Commission de l'éthique en science et en technologie

Production agricole intensive : enjeux éthiques et environnementaux

26 novembre 2021 Agriculture et alimentation, Environnement, Santé, Crise climatique

Partager cette page

Depuis les années 60, l’agriculture s’est progressivement transformée pour s’éloigner du modèle traditionnel dans lequel la production est caractérisée par des moyens matériels limités et un grand besoin de main-d’œuvre humaine et animale. Le développement de machines agricoles et la demande de plus en plus forte en nourriture, causée en partie par une forte croissance démographique mondiale, une croissance des villes et l’adoption d’un mode de vie plus urbain et plus axé sur la consommation et la maximisation de la profitabilité ont contribué à la naissance de la production agricole intensive. La solution est venue d’une vision productiviste de l’agriculture, pour laquelle il a fallu trouver des manières de produire le plus grand volume d’aliments dans le plus court laps de temps possible et pour un coût moindre. La force animale a été remplacée par la machinerie, de grandes surfaces ont été exploitées par seulement quelques cultures et l’utilisation d’intrants tels que les pesticides ou les organismes génétiquement modifiés (OGM) ont été privilégiés dans le but d’assurer des récoltes résistantes aux intempéries et aux organismes nuisibles. Bien que ce modèle agricole visant à augmenter le rendement par agriculteur ainsi que par hectare de terre cultivée soit devenu la norme de production, ce dernier soulève plusieurs enjeux éthiques, notamment en ce qui a trait à son impact social et environnemental.
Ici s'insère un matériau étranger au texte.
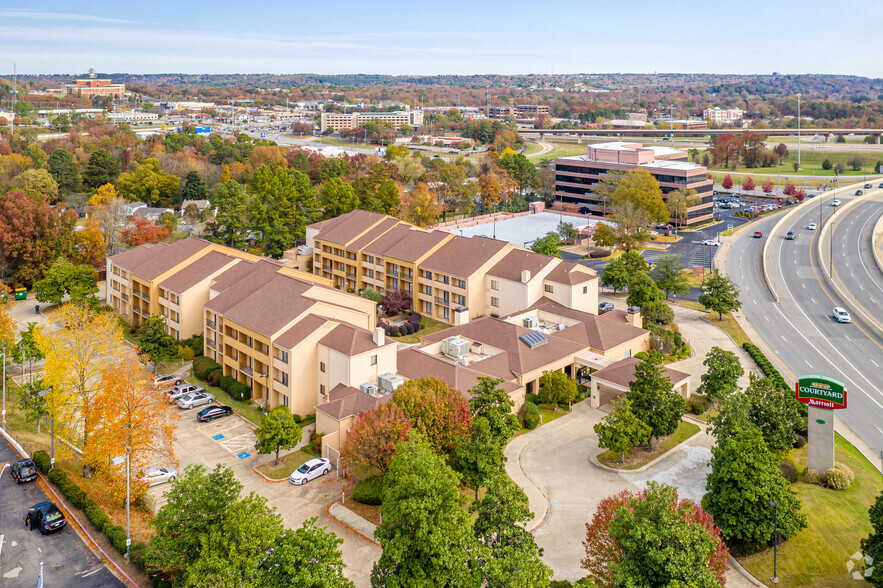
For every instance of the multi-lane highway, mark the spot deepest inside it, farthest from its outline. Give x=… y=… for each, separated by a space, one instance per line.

Surexploitation des terres agricoles

L’agriculture intensive s’est construite principalement autour des monocultures, à savoir l’exploitation d’une culture unique sur de grandes surfaces et sur une longue durée. On se sert des monocultures pour plusieurs raisons, notamment la facilité d’une culture à pousser dans un sol donné, le coût moindre pour l’achat d’un grand nombre de graines et d’intrants nécessaires à leur croissance, la spécialisation d’une ferme, le grand volume de production permettant de nourrir le bétail et le rendement économique de l’exportation du surplus agricole.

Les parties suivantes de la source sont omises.